Prison.

No había manera de escapar de ella. Ya había intentado seducir a sus clavículas para que me dejasen salir. También había tratado de atravesar los barrotes de su garganta y también tratado de buscar la llave entre sus enredadas cuerdas vocales. No había forma de salir de ella.

De vez en cuando intentaba abrir lentamente su pecho para que al menos mi boca pudiese salir. Ella sabía como amarrar mis pies de sus ojos puntiagudos. Sabía como esposar mis manos con sus pómulos apretados y como torturarme con esa sonrisa corrosiva. Me tenía en ella sin poder evadirla.

De poder salir con vida, no sobreviviría demasiado. A su alrededor solo hay mares de desolación y monstruos asesinos. De librarme de ella, la muerte me esperaría con un café caliente para hablar sobre la siguiente parada. Ella era cruel, pero era mejor vivir con sus manos frías y sus labios rotos que sin ellos.

Había aprendido a vivir debajo de su esternón, sin que nadie supiera de mi, sin que nadie supiera si permanezco con vida.
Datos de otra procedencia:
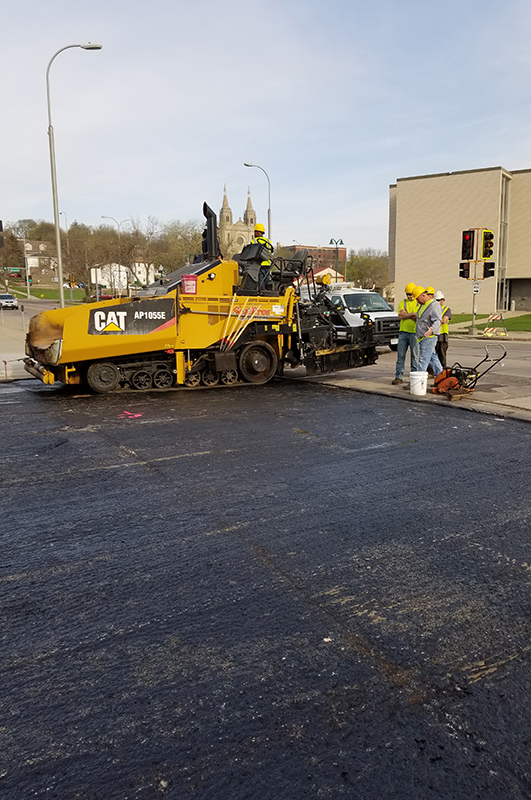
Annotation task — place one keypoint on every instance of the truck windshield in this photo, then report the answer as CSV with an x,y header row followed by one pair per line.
x,y
364,302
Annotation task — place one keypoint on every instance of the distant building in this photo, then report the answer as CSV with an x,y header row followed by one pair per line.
x,y
324,258
233,236
40,261
427,215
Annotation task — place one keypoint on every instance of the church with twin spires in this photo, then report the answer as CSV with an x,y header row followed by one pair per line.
x,y
233,236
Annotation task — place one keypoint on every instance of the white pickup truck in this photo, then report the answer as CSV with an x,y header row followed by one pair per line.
x,y
354,302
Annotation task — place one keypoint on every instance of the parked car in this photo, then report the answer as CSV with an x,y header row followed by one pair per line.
x,y
8,301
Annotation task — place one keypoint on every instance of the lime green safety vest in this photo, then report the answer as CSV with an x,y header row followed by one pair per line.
x,y
266,243
410,307
444,325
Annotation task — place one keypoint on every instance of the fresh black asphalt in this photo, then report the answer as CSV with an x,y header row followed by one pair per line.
x,y
288,591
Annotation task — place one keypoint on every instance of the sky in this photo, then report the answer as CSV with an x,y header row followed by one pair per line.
x,y
334,99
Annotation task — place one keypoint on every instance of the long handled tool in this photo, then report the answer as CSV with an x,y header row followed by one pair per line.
x,y
458,380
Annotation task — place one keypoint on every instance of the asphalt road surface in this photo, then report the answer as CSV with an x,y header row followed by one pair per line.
x,y
288,591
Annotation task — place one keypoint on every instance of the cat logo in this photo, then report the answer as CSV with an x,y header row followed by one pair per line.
x,y
110,321
137,318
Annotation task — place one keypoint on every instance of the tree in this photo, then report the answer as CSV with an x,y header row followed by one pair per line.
x,y
368,268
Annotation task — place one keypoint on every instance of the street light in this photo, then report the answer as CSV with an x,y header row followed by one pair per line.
x,y
337,242
88,46
268,198
119,226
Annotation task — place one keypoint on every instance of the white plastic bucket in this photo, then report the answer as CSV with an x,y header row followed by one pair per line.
x,y
418,382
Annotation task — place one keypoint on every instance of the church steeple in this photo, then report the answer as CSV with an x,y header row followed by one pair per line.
x,y
225,214
249,216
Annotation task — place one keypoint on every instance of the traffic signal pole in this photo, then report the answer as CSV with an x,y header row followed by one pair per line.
x,y
477,247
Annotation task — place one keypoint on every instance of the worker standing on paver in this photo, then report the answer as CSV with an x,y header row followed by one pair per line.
x,y
429,320
407,338
442,341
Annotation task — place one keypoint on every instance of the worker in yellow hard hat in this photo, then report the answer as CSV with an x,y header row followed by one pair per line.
x,y
407,338
428,327
260,238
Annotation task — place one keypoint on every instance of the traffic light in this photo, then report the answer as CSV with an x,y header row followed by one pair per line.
x,y
467,247
487,245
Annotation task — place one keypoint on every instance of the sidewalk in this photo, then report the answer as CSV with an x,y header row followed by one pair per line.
x,y
497,393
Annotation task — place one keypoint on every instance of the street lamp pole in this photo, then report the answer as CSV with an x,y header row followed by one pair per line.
x,y
337,242
268,198
119,226
88,46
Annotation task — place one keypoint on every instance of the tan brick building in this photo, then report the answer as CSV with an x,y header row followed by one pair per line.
x,y
427,215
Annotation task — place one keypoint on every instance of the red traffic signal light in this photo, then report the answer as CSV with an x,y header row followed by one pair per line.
x,y
487,244
467,246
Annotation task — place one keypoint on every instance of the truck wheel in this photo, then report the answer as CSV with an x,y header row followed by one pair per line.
x,y
209,377
258,362
103,377
162,379
141,379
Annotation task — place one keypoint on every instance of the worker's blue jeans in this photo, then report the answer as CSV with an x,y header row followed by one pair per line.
x,y
406,340
428,356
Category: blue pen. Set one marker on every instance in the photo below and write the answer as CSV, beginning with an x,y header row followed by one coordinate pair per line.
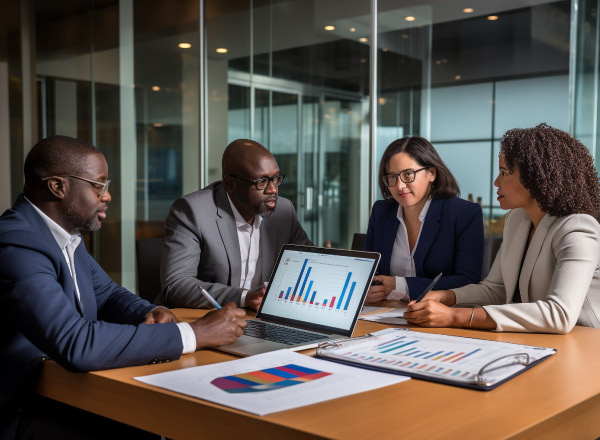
x,y
209,297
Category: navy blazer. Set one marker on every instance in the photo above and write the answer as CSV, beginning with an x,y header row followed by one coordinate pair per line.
x,y
451,242
41,315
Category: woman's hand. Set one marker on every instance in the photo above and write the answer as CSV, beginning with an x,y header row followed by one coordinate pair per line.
x,y
380,288
431,313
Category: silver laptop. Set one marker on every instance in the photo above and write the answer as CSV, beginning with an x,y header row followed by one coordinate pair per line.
x,y
314,295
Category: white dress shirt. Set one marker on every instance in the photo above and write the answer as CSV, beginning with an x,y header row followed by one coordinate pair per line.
x,y
66,240
249,240
402,262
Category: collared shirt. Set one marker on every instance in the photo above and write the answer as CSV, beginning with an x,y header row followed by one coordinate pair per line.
x,y
249,240
402,263
65,239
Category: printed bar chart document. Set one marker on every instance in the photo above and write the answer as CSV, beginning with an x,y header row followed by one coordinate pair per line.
x,y
271,382
467,362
Me gustaba la idea del anonimato ante el mundo, esconderme bajo su piel y jugar a ser los lunares de su espalda de vez en cuando. No sabía que me encantaba la soledad de alguien más, hablar con sus sensaciones que algunas veces pasan a saludar, inspeccionar sus vacíos estomacales y saber lo que los provoca. Era la mejor prisión.

Pronto dejaría de apretarme las cadenas, olvidar cerrar la puerta de mi celda y quitar a sus clavículas guardianas de mi cuidado. Empezó con dejarme vagar por su cuerpo sin retenes ni preguntas, a dejarme preguntar por ella en cada esquina de su piel. Dejó de obligarme a quedarme en un solo lugar, dejó de prohibirme y logró hacerme correr por entre las líneas de sus costillas.

Después de un tiempo pude asomarme por sus ojos y sentir aire fresco, permitirme sacar la mano por uno de sus lagrimales y luego sentarme sobre sus cejas tupidas. Más tarde corrí en búsqueda de la libertad y bajé por su cara, recorrí sus hombros, luego sus brazos y sus muslos, me estanque en sus rodillas y supe que ahí estaba mi cadena, la que no me permitiría irme de ella, ni aunque quisiera.

No podía dejarla, descubrí que siempre estuve afuera y lo que creí que eran clavículas carceleras, en verdad era mi cercanía peligrosa. Siempre estuve en sus aguas desoladas y siempre quise entrar. Lamentablemente para mi, lo que para ella era prisión, para mi era libertad.